A good corporate structure in the West, he says, “has diversified shareholding, is very responsive to those investors, has a clear focus on its business opportunities.”
But in Asia, beyond Australia and New Zealand, and in a sense Japan, “if you want to succeed, the state is as important a player as the investor.” So it’s necessary for a company to understand the state deeply, to engage, interpret, inform and even influence it where possible.
In India, of the top 200 firms 70 per cent are family owned and managed, and 15 per cent are state owned. And almost all, are conglomerates – just as they are in many other Asian countries including China, South Korea, Japan, Thailand and Indonesia.
Sinha says in his experience, family and state companies in the region want to grow rapidly and globally – unlike their more conservative cousins elsewhere.
Of 13,000 companies around the world with revenue of more than $US 1 billion ($A 1.2 bn), 4,000 are based in the Asia-Pacific region, with a further 3,000 anticipated in China, India and Indonesia combined in the next five years.

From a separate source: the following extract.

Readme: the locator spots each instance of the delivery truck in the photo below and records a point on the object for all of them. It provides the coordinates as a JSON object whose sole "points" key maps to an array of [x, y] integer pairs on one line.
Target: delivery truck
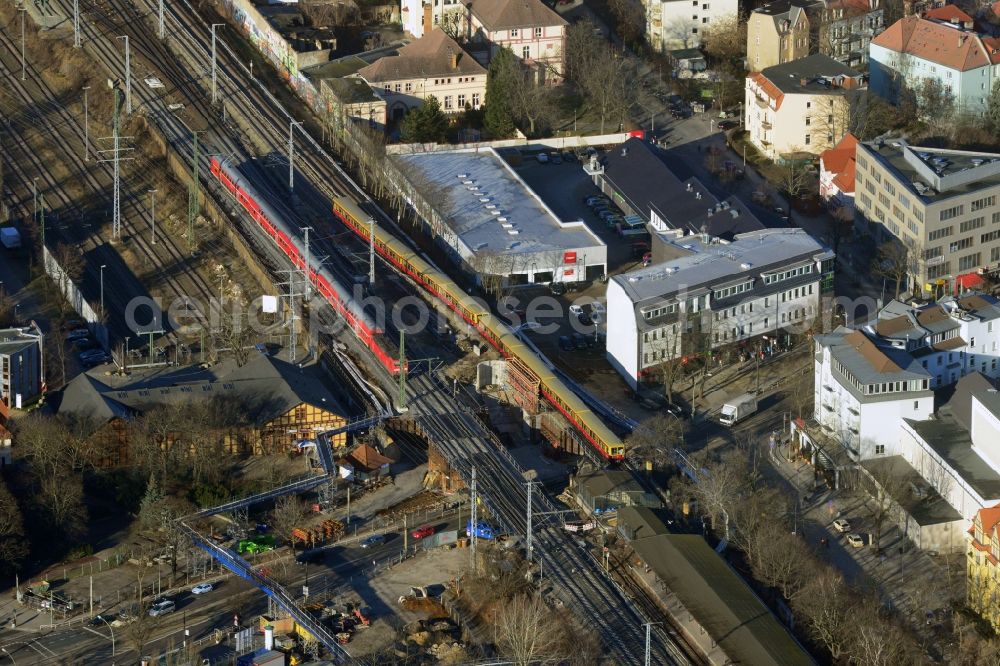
{"points": [[10, 238], [737, 409]]}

In 2000 there were just 19 Indian companies with that turnover, now there are ten times as many.
Sinha says he doesn’t think that Western counterparts comprehend adequately how to evaluate a family company.

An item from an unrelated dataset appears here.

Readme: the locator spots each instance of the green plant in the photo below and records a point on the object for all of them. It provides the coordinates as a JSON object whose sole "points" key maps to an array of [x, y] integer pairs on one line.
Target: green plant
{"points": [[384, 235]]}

His own questions would include which generation is currently running the business, and whether a succession plan is clearly established and accepted. The mental orientation and the talent have to be right, he says, and the ambition strong.
And foreign investors must continue to consider all types of joint ventures to suit the market best, he says.
“We need to train ourselves to look forward, because the changes coming will be so staggering – they already are.”
The most severe challenges, he says, will come where least anticipated – outside your own industry silo, as happened with Kodak. It was concerned about competition from the digital camera – but it was adding a photo function to smartphones that really killed the company.
He speculates that the financial services industry may be about to face a similar shake-up, with “Google owning more information on individuals than any bank.” And he asks, “Should Coles be looking at Woolworths or Amazon as its ultimate competitor?”
The consulting business is also fast changing, Sinha says, from problem solving to value unlocking, “with the pace of change so rapid and the industry silos so tenuous” – prompting firms to look for help increasingly from outsiders.
My final, ultra-visible prediction for 2015 repudiates that of my former boss Alan Kohler. Usually brilliantly unanswerable, he forecast on these pages on Tuesday that the tie would soon disappear, “never to return.”
It is my forlorn duty to tell him he’s wrong.
In Asia, business and white-collar work is growing exponentially. For males, the sign sealing success is… the tie. If you want to be seen to be taking a meeting in Beijing, Mumbai or Bangkok seriously, you’ll be tied up.
Even in the tropical Pacific, the tie is on the advance – part of the new informal uniform of MPs in PNG for example.
The Windsor knot may not be as perfect as a royal valet would ensure, but in 2015 the tie will be on the front foot, as it were.